La importancia de morir a tiempo – Mario Mendoza. Planeta, 2012.

Por Alejandro Torres.

De los mejores libros me queda un sabor en la boca casi siempre amargo; dado que se acaban muy pronto. Empecé este libro de Mario con la acostumbrada distancia que las letras mecanizadas por la editorial Planeta me provoca. Lo curioso es que nota tras nota -Yo esperaba otra novela- Mendoza me iba contando de un mundo que no me imaginaba. Uno si intuye que hay una angustia en el mundo actual que hubiera hecho gozar a los existencialistas de hace cincuenta años pero no que la ansiedad llegase a tanto. Este libro de crónicas, retratos, memorias, notas, no sé cómo llamarlo, me ha dejado abrumado y sediento de más esclarecimientos  Tanto así que ya no confío, en absoluto, de los telediarios ni la radio o el periódico. Son patrañas para generar confusión, temor u olvido. Jamás para informar. De tapa a tapa, el mejor libro de Mendoza. Un raro museo donde confluyen escatologías del horror, el miedo, la esperanza, la lucha y la fortaleza. Muchos académicos desdeñan de Mendoza por parecerles muy popular pero no intuyen que son más quienes prefieren una prosa sencilla y directa a un mamotreto oscuro e inútil. “La importancia de morir a tiempo” es un viaje al rededor de mundos subterráneos, cultos ocultos, seres extraordinarios, rostros perplejos y miradas fascinadas por la mística del huir de este ruidoso entorno que hoy lamamos hogar.
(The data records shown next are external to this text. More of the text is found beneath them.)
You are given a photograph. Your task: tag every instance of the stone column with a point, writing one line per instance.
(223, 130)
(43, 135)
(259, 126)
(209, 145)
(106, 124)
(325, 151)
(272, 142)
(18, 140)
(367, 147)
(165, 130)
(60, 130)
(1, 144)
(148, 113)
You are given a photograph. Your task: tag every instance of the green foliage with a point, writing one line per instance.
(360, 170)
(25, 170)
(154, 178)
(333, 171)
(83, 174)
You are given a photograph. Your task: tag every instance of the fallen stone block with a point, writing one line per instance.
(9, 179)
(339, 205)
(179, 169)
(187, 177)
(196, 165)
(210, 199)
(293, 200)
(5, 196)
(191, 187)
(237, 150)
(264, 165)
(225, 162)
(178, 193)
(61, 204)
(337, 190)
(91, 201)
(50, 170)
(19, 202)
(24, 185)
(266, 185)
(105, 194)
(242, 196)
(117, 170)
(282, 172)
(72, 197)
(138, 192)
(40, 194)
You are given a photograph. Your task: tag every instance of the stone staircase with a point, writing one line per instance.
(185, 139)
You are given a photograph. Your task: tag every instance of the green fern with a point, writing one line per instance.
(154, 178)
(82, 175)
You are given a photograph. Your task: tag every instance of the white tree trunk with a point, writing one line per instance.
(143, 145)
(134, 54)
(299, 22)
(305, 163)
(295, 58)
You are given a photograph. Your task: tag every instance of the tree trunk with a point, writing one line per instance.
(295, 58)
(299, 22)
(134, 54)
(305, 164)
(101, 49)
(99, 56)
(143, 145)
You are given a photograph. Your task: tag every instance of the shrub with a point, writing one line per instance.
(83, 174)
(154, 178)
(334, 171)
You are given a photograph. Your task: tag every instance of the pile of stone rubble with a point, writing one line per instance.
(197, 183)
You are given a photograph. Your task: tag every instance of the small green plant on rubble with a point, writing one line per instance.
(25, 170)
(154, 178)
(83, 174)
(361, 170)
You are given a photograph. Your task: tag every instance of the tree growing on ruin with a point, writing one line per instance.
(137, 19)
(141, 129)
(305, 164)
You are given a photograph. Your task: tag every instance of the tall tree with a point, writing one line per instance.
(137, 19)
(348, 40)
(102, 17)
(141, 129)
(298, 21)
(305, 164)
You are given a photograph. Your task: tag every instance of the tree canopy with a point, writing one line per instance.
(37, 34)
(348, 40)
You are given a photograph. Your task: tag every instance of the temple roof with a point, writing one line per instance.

Para muchos será una colección de anécdotas propias de libros sobre lo inexplicable. Para mí han resultado una lluvia fina de hechos que secretamente van ligados por el ojo agudo de quien sabe que siempre hay algo más allá de la rutina y el tedio que tanto convienen al establecimiento  Mario Mendoza ha sacado a la luz un sinfín de voces que se estaban quedando mudas en medio de nuestra sordera. Es muy lícito ser leído y querido por hablar claro y sin tapujos. Hay algo de explosivo y político en este libro, también. Estas crónicas te presionan a tomar partido. Se lee a un autor en pugna con la realidad. No sobrará nunca otra semilla más que geste un poco de eso que algunos llaman la revolución de las pequeñas cosas. Un libro es bueno si te trastoca; si te mueve. A mí me movió el corazón; me llenó de preguntas y de ese viaje de Mendoza, sus lectores iremos tanteando para dar también con un camino. Gracias desde aquí. Usted me ha sorprendido.